My research focuses on the social, cultural, and urban history of France in the long nineteenth century. My doctorate explored the history of workers’ housing in the era before state social housing legislation. I argued that, with little direction from the central state, the issue of workers’ housing became a crucial nexus around which provincial elites sought to explore and create their own distinct identities. I am now preparing a book on the history of ‘unhealthy housing inspectors’ in nineteenth-century France.
I completed my BA in History at Durham University, before coming to Oxford for my MSt in Modern British and European History at Pembroke College and my AHRC-funded DPhil in History at St John’s College. I was the 2017 recipient of the Ralph Gibson Bursary from the Society for the Study of French History, and I have previously held a Visiting Doctoral Studentship at Sciences Po, Paris and a Visiting Lectureship at Royal Holloway, University of London.
- Urban development
I am currently preparing a book comparing the work of ‘commissions des logements insalubres’ (unhealthy housing commissions) in five French cities between c. 1850-85. A national law on housing of 1850 allowed the creation of these commissions. They were to be staffed by local ‘experts’, including a doctor and an architect, and were charged with identifying houses deemed ‘insalubrious’, making visits to them, and ordering any improvements to be made. In theory, these commissions were meant to operate uniformly across France; in practice, the lack of strict government oversight and the commissioners’ own confusion in interpreting their remit meant that they quickly became vehicles for local municipal elites to pursue their own moralistic, nationalist, or hygienist agendas. Moreover, the archival records of these commissions are full of letters from landlords and tenants, either challenging the commissioners’ conclusions or inviting them to revisit and force through improvements.

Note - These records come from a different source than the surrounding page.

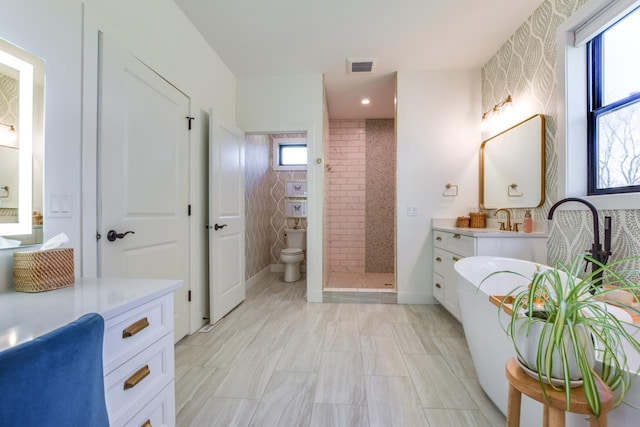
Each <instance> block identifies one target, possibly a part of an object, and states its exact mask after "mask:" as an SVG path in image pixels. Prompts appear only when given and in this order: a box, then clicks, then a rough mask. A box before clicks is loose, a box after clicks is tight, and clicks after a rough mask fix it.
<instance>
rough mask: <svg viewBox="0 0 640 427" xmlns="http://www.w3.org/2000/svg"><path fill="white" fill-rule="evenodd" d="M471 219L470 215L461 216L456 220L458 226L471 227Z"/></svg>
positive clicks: (468, 227) (462, 227)
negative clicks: (467, 215)
mask: <svg viewBox="0 0 640 427" xmlns="http://www.w3.org/2000/svg"><path fill="white" fill-rule="evenodd" d="M469 220H470V218H469V217H468V216H459V217H458V218H457V220H456V227H460V228H469Z"/></svg>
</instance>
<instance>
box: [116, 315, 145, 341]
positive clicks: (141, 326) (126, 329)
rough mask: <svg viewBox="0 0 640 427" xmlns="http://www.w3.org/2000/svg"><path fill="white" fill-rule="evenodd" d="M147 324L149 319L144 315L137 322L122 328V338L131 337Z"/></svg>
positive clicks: (128, 337)
mask: <svg viewBox="0 0 640 427" xmlns="http://www.w3.org/2000/svg"><path fill="white" fill-rule="evenodd" d="M147 326H149V320H148V319H147V318H146V317H144V318H142V319H140V320H138V321H137V322H135V323H132V324H131V325H129V326H127V327H126V328H124V330H123V331H122V338H129V337H132V336H134V335H135V334H137V333H138V332H140V331H141V330H143V329H144V328H146V327H147Z"/></svg>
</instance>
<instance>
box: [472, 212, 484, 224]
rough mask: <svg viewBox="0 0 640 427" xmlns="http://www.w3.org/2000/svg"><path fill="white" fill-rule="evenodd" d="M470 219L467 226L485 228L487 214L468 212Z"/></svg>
mask: <svg viewBox="0 0 640 427" xmlns="http://www.w3.org/2000/svg"><path fill="white" fill-rule="evenodd" d="M469 216H470V217H471V221H470V224H469V226H470V227H471V228H485V227H486V226H487V214H486V212H469Z"/></svg>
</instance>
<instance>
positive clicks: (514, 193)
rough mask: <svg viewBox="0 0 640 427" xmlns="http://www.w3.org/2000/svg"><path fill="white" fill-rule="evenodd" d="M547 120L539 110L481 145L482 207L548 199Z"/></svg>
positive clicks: (480, 159)
mask: <svg viewBox="0 0 640 427" xmlns="http://www.w3.org/2000/svg"><path fill="white" fill-rule="evenodd" d="M544 147H545V120H544V116H543V115H542V114H536V115H535V116H532V117H529V118H528V119H526V120H524V121H522V122H520V123H518V124H516V125H515V126H512V127H511V128H509V129H507V130H505V131H503V132H501V133H499V134H498V135H496V136H494V137H491V138H489V139H487V140H485V141H484V142H483V143H482V145H481V146H480V207H482V208H484V209H495V208H535V207H538V206H542V204H543V203H544V198H545V193H544V168H545V166H544V165H545V155H544Z"/></svg>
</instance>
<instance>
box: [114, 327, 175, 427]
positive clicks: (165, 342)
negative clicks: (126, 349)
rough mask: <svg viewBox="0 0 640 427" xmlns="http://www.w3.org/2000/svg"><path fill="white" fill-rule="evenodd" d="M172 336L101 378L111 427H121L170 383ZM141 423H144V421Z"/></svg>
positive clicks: (168, 334)
mask: <svg viewBox="0 0 640 427" xmlns="http://www.w3.org/2000/svg"><path fill="white" fill-rule="evenodd" d="M173 375H174V359H173V334H171V333H169V334H167V335H166V336H165V337H163V338H162V339H161V340H159V341H158V342H156V343H155V344H153V345H152V346H150V347H149V348H147V349H145V350H143V351H142V352H141V353H139V354H137V355H136V356H134V357H133V358H131V360H129V361H127V362H126V363H125V364H123V365H122V366H120V367H118V368H117V369H115V370H114V371H113V372H111V373H110V374H108V375H106V376H105V378H104V388H105V395H106V396H105V398H106V401H107V411H108V412H109V420H110V424H111V425H113V426H121V425H124V423H125V422H127V421H128V420H129V419H131V414H137V413H138V412H140V411H141V410H142V408H143V407H145V406H146V405H147V404H148V403H149V402H150V401H151V398H152V397H153V396H155V395H156V394H157V393H158V390H162V389H163V388H164V387H166V386H167V385H169V384H170V383H172V382H173ZM143 421H144V420H143Z"/></svg>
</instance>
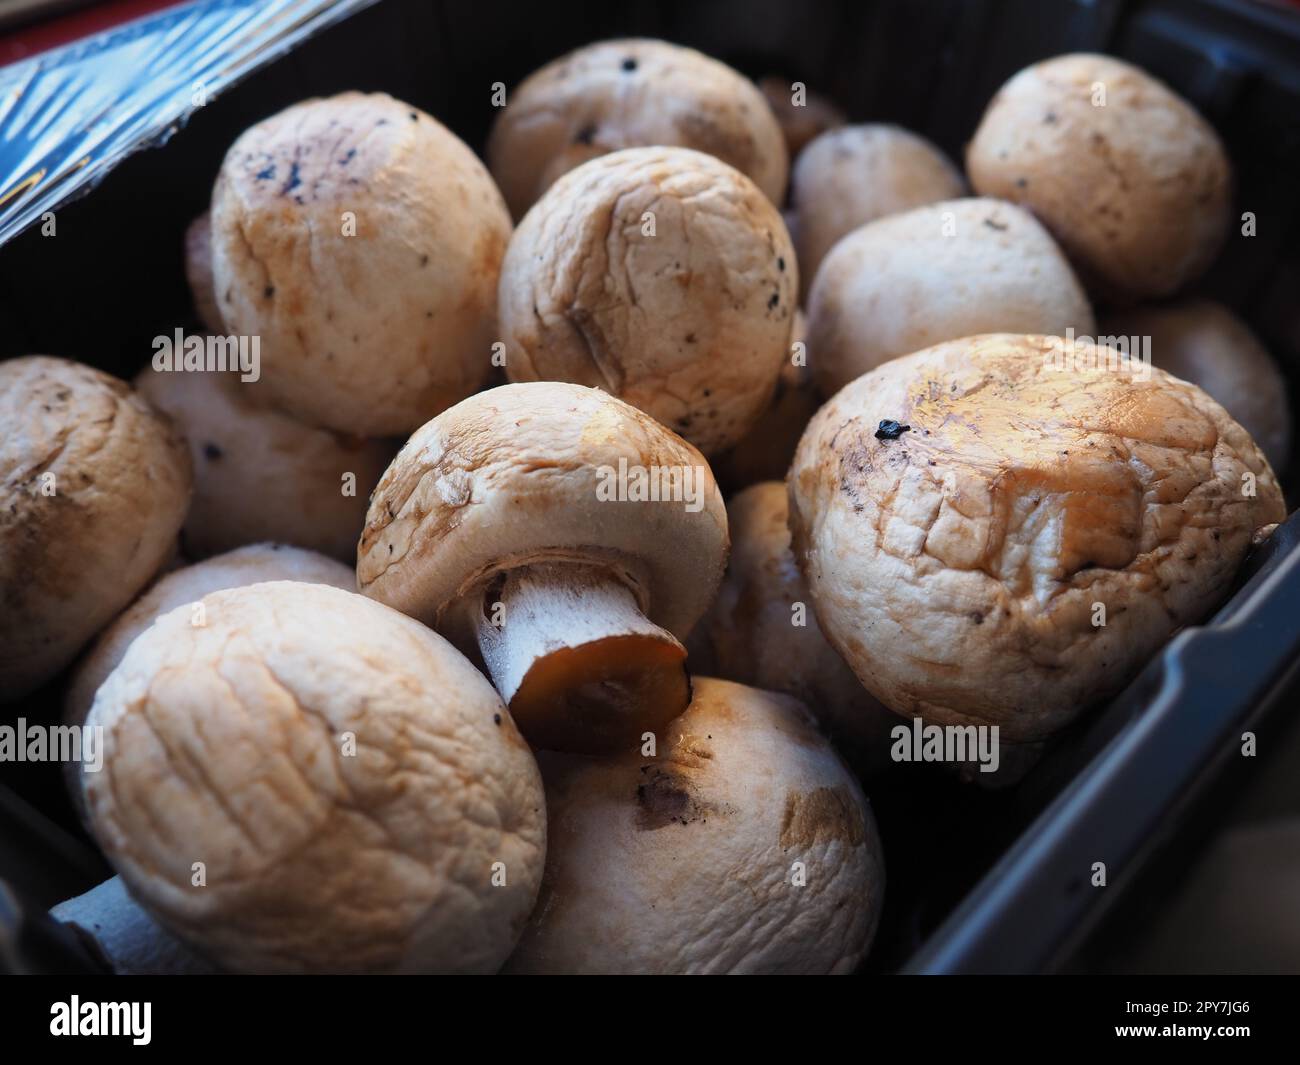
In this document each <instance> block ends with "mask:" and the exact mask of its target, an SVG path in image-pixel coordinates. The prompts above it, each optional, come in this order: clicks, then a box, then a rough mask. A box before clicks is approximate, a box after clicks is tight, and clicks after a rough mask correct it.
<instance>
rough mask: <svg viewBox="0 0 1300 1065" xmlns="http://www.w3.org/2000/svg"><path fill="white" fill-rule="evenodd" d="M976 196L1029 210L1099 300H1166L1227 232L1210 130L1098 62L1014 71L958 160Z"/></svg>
mask: <svg viewBox="0 0 1300 1065" xmlns="http://www.w3.org/2000/svg"><path fill="white" fill-rule="evenodd" d="M966 169H967V172H969V173H970V178H971V185H972V186H975V190H976V191H978V192H980V194H982V195H987V196H1000V198H1002V199H1008V200H1014V202H1015V203H1019V204H1023V205H1024V207H1027V208H1030V209H1031V211H1032V212H1034V213H1035V215H1036V216H1037V217H1039V220H1040V221H1041V222H1043V224H1044V225H1045V226H1047V228H1048V229H1049V230H1052V233H1053V235H1054V237H1056V238H1057V241H1060V242H1061V247H1062V248H1065V252H1066V255H1069V256H1070V260H1071V261H1073V263H1074V265H1075V267H1076V268H1078V270H1079V273H1080V276H1082V277H1083V280H1084V281H1086V282H1087V283H1088V286H1089V287H1093V289H1096V290H1097V293H1099V294H1100V295H1104V296H1106V298H1109V299H1115V300H1134V299H1144V298H1148V299H1149V298H1156V296H1162V295H1169V294H1170V293H1174V291H1175V290H1178V289H1180V287H1182V286H1183V285H1186V283H1187V282H1188V281H1191V280H1193V278H1196V277H1199V276H1200V274H1201V273H1204V272H1205V269H1206V268H1208V267H1209V265H1210V263H1212V261H1213V260H1214V256H1216V255H1217V254H1218V250H1219V248H1221V247H1222V244H1223V241H1225V238H1226V235H1227V229H1229V220H1230V213H1231V185H1232V174H1231V166H1230V164H1229V160H1227V155H1226V153H1225V151H1223V144H1222V143H1221V142H1219V138H1218V135H1217V134H1216V133H1214V130H1213V127H1212V126H1210V125H1209V124H1208V122H1206V121H1205V120H1204V118H1201V116H1200V114H1197V113H1196V111H1195V109H1193V108H1192V107H1191V105H1190V104H1188V103H1187V101H1186V100H1183V99H1182V98H1180V96H1178V95H1175V94H1174V92H1171V91H1170V90H1169V87H1167V86H1165V85H1164V83H1162V82H1158V81H1156V78H1153V77H1151V75H1149V74H1147V73H1145V72H1143V70H1140V69H1138V68H1136V66H1132V65H1131V64H1127V62H1123V61H1121V60H1117V59H1112V57H1110V56H1099V55H1086V53H1080V55H1069V56H1057V57H1056V59H1050V60H1047V61H1044V62H1037V64H1035V65H1032V66H1028V68H1026V69H1024V70H1022V72H1021V73H1018V74H1017V75H1015V77H1013V78H1011V79H1010V81H1009V82H1008V83H1006V85H1004V86H1002V87H1001V88H1000V90H998V92H997V95H996V96H995V98H993V100H992V101H991V103H989V105H988V109H987V111H985V112H984V117H983V118H982V120H980V125H979V129H978V130H976V131H975V137H974V138H972V139H971V142H970V146H969V147H967V151H966Z"/></svg>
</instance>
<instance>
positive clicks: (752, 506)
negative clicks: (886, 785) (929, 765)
mask: <svg viewBox="0 0 1300 1065" xmlns="http://www.w3.org/2000/svg"><path fill="white" fill-rule="evenodd" d="M788 512H789V507H788V502H787V493H785V485H784V484H781V482H780V481H764V482H762V484H757V485H751V486H750V488H748V489H745V490H744V492H741V493H738V494H736V495H733V497H732V498H731V501H729V502H728V505H727V523H728V529H729V532H731V537H732V549H731V558H729V560H728V564H727V573H725V576H724V577H723V584H722V588H720V589H719V590H718V598H716V599H714V605H712V607H710V611H708V614H707V615H705V620H703V622H702V623H701V628H703V629H705V632H706V635H707V638H708V645H710V650H711V653H712V659H711V666H710V668H711V670H714V671H716V674H718V675H719V676H724V677H727V679H728V680H736V681H740V683H742V684H753V685H754V687H755V688H766V689H768V690H774V692H785V693H787V694H789V696H794V698H797V700H800V701H801V702H803V703H805V705H806V706H807V707H809V709H810V710H811V711H813V715H814V717H815V718H816V719H818V723H819V724H820V726H822V728H823V730H824V731H826V732H827V735H828V736H829V737H831V740H832V743H833V744H835V748H836V750H839V752H840V753H841V754H842V756H844V757H845V758H848V759H849V761H850V763H853V765H861V766H863V767H866V766H870V767H872V769H876V767H880V766H883V765H884V763H885V762H888V758H889V730H891V728H892V727H893V726H896V724H897V723H898V718H897V717H896V715H893V714H892V713H889V710H887V709H885V707H884V706H881V705H880V703H879V702H878V701H876V698H875V697H874V696H872V694H871V693H870V692H868V690H867V689H866V688H863V687H862V683H861V681H859V680H858V677H857V676H854V674H853V670H850V668H849V667H848V666H845V664H844V659H842V658H840V655H839V654H837V653H836V650H835V649H833V648H832V646H831V645H829V644H828V642H827V640H826V637H824V636H823V635H822V629H820V627H819V625H818V623H816V615H815V612H814V610H813V597H811V596H810V594H809V590H807V585H806V584H805V583H803V575H802V573H800V568H798V564H797V563H796V562H794V555H793V553H792V551H790V531H789V527H788V524H787V518H788ZM797 606H802V610H801V611H800V615H798V622H800V623H798V624H796V619H797V615H796V607H797Z"/></svg>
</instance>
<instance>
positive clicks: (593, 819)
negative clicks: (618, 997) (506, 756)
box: [506, 679, 884, 973]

As a result, these commissions became a battleground for issues around private property and public health.
Through comparing the work of these commissions in the five cities of Lyon, Marseille, Nantes, Roubaix, and Mulhouse, my book will explore the intersection between national legislation and local implementation, between subjective sensory depictions of disgust and supposedly objective architectural language, and between theories of housing reform and realities of workers’ lived experience in nineteenth-century France.
In addition to this work on housing, I am also exploring how different confessional groups in growing French cities worked together or against one another regarding urban development. This research ranges from a collaborative paternalist housing project surrounding a Catholic church in the wake of devastating flooding in 1856 Lyon to the debates between a Calvinist municipal elite and their Catholic workforce when it came to what denominational group a new church in the boomtown of Mulhouse should serve.